By forming a union, employees will gain more control over major changes to the agency. This decision comes after several years of intense upheaval for BLM employees. In 2019, President Trump relocated the BLM headquarters from Washington to Colorado. The majority of the relocated employees chose to quit or retire instead of moving across the country, causing a severe staffing shortage. Interior Secretary Deb Haaland announced this year that the BLM headquarters will return to Washington while keeping a Western office in Colorado.
With an estimated 2,000 vacancies at the agency, union advocates are hopeful this move will attract more employees to BLM.

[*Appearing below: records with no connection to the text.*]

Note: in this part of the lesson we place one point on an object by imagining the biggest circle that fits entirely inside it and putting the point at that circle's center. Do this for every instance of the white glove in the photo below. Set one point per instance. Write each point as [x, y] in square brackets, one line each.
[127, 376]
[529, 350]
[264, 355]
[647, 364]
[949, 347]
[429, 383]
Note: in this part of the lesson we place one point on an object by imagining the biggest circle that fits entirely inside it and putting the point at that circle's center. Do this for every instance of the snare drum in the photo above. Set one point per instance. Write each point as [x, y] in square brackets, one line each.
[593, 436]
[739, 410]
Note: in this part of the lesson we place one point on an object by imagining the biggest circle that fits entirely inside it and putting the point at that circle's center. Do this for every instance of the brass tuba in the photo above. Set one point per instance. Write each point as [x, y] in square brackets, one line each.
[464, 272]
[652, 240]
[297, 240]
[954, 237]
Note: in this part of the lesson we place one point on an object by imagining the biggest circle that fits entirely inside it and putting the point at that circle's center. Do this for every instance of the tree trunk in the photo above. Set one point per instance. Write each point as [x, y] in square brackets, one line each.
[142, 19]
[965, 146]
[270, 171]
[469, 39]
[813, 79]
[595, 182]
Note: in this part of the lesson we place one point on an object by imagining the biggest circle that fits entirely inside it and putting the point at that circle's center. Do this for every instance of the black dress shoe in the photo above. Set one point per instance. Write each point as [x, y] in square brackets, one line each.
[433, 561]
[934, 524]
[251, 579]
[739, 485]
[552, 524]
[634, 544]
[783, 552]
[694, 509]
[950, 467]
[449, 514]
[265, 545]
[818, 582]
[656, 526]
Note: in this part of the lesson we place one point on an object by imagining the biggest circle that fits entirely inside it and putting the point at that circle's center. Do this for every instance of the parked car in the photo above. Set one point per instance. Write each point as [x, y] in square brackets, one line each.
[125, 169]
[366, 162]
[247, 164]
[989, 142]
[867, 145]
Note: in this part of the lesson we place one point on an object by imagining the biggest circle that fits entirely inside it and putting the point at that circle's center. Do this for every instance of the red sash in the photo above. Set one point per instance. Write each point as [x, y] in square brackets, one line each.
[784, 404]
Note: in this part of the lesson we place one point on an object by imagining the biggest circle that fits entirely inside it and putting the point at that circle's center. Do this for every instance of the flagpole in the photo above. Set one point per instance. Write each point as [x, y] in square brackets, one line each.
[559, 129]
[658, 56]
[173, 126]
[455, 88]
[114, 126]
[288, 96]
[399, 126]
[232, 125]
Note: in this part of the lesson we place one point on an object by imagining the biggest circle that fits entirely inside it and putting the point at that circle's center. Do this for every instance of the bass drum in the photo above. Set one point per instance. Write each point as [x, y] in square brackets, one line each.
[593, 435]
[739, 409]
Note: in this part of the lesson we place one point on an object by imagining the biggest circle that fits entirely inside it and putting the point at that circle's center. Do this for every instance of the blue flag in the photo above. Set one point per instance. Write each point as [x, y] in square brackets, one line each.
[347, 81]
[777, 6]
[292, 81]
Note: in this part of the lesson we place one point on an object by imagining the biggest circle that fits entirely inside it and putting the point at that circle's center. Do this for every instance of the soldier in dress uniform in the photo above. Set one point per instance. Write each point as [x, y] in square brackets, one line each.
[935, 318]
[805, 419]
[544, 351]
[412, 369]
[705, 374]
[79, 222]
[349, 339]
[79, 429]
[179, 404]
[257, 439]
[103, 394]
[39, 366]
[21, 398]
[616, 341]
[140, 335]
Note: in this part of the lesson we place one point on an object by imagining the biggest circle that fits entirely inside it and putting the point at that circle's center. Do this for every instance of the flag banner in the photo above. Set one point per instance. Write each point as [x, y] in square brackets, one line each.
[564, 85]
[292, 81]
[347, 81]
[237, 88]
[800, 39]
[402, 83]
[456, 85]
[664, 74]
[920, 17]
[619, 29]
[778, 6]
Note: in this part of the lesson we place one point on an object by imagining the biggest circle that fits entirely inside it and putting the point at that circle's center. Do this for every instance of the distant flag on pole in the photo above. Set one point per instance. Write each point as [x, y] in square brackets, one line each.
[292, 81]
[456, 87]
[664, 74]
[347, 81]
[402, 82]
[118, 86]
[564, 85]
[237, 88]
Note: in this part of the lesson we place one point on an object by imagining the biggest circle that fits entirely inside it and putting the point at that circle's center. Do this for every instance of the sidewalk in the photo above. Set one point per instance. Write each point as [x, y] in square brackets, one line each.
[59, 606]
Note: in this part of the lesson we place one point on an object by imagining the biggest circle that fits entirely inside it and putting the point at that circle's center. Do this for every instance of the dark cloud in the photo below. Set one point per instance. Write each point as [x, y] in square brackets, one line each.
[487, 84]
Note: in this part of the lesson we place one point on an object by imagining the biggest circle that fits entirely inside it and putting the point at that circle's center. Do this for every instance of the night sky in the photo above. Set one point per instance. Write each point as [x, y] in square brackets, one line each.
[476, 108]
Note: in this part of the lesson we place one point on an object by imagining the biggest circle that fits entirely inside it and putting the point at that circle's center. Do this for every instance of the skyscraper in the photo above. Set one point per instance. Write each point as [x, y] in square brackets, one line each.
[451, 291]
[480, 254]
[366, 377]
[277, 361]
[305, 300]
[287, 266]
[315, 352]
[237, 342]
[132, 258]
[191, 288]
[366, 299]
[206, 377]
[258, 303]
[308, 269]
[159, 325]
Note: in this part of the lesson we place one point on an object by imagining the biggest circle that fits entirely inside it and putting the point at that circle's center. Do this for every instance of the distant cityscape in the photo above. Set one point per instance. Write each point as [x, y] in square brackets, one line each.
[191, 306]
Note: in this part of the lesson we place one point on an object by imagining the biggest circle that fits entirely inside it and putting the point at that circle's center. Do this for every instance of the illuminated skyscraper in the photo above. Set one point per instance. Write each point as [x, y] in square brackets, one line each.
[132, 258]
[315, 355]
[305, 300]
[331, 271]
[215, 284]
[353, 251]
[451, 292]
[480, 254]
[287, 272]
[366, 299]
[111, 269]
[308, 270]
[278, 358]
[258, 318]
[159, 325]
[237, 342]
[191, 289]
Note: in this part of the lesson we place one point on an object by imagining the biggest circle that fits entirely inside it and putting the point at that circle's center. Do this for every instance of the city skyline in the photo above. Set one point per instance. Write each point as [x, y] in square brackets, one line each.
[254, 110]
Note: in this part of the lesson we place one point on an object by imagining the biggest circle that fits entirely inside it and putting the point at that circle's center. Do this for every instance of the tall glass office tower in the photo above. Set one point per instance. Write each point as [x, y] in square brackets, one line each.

Supreme Court rejects red states’ bid to block Biden accounting metric
The Supreme Court denied an attempt to block the Biden administration's use of an important climate accounting metric. The metric known as social costs of greenhouse gases is a set of values that help the government calculate the climate costs of its actions. It sets a dollar amount for the damages caused per ton of greenhouse gas emissions. Attorneys representing some Republican states challenged the use of this metric, claiming their states are harmed when it is used to evaluate oil and gas leasing on their lands. On Thursday, the Supreme Court denied the application to block the use of social costs in the administration's decision-making.
The social cost estimate for carbon is currently $51 per ton of emissions, compared to about $1 per ton under former President Donald Trump.